イベント、というのは難しい。店出しなどは、収益のためでなくアリバイのためだとわりきったほうがいいくらい。赤字にならなければ上出来。でも、何かできることを探してあがいていれば、それを見かねて、天が味方してくれたりするだろうと、ひそかに強く思っています。

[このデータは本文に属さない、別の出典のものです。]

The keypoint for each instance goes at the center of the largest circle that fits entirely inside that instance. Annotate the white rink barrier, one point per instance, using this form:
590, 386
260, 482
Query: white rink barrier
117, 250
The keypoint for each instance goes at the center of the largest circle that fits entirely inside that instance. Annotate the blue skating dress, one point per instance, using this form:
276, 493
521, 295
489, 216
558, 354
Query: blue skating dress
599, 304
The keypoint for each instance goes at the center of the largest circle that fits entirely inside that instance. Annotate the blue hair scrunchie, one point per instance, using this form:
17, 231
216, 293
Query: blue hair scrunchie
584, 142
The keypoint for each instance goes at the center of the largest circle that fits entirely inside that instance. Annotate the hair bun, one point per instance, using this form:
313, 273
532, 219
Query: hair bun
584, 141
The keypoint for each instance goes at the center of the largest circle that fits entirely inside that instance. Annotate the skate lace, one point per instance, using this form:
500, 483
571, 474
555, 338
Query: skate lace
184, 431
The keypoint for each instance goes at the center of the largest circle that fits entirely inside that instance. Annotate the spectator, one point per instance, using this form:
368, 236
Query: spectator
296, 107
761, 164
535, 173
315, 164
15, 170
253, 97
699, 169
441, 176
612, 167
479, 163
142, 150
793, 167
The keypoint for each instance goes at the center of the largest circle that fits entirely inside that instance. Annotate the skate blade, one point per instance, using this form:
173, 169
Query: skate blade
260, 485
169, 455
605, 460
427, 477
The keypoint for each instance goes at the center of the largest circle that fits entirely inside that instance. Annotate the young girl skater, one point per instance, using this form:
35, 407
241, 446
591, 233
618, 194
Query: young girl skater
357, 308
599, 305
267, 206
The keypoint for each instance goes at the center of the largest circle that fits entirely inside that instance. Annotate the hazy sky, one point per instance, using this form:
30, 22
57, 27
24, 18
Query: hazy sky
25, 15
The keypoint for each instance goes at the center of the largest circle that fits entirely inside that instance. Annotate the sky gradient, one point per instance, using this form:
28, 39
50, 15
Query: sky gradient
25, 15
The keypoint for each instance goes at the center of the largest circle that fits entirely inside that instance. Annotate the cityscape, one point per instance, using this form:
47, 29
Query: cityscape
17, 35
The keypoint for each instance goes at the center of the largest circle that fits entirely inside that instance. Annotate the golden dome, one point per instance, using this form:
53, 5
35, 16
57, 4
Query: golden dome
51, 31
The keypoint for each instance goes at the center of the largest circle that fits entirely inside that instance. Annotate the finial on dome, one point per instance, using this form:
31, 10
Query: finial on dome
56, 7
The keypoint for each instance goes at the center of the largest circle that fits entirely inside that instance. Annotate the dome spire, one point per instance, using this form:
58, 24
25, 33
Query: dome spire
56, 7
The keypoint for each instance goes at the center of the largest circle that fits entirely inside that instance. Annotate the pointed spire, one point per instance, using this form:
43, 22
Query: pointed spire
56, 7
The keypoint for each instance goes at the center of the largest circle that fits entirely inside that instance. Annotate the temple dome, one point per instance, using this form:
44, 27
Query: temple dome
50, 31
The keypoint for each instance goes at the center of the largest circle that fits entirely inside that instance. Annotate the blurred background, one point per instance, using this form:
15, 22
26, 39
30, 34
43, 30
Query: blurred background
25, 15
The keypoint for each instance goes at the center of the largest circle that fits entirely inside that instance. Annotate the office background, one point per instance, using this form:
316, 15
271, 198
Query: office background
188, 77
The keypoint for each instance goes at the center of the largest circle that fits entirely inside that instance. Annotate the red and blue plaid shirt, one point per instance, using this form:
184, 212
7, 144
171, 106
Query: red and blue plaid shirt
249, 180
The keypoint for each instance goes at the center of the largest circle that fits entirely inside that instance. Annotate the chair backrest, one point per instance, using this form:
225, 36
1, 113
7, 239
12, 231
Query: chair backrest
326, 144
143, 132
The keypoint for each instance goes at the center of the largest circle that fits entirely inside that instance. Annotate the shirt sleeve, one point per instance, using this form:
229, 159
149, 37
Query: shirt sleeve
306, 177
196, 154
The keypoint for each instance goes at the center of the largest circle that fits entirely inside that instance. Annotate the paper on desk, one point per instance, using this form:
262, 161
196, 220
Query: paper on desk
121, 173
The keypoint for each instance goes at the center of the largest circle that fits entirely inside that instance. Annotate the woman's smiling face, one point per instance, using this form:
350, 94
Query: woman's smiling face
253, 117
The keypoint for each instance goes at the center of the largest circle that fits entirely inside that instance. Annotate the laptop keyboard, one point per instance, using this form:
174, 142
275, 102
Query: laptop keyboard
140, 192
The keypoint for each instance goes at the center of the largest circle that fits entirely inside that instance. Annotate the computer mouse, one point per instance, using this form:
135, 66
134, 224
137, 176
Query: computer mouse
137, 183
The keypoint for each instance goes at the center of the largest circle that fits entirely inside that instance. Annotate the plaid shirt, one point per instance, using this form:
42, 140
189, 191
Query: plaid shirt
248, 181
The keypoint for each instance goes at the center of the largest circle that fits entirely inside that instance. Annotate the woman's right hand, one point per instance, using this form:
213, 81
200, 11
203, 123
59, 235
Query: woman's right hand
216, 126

こんなことしても貧困は解決しないでしょ、とか、最近私は言われないけど、以前はよく言われた。その度に考え込んだもんだ。解決って、何だ。貧困はある。そこには人間がいる。問題はある。そこには人間がいる。人間の存在は、解決するものだろうか。
(最終解決──ナチスの収容所はそのためにつくられたわけですが。)

人間がいるのなら、一緒に生きてみるだけのことなのだった。
何かが解決するかしないかは結果論で、私たちはただ、一緒に生きてみる仕方を模索することができるだけなのだと思う。
そのほかに、できることはないと思う。

河津さんとのコラボ。寄り添って走ってくれる人がいるという感じが、幸福だった。しかも一歩ずつ、あれこれと美しい景色をひらいてくれる。そんなふうに、パアララン・パンタオに寄り添うことができるといい。
(そういえば、河津さんの詩論「ルリアンス」の副題は「他者と共にある詩」というのでした。)

きっと、どこかへ行きつくということは、ない。
うろうろと路地をめぐり、お金がないとか何だとか、おろおろしながら一生を過ぎていくだろう。いくだろうなあ。でもたぶん、楽しいような気がする。レティ先生や子どもたちや、友人たち、いてくれたら。

机にはゴミの山からやってきたキューピーさん。
背中に天使の羽根もある。なかにコインが入っているが、こわれていて、取り出せない(のが、なんだか人生だ)。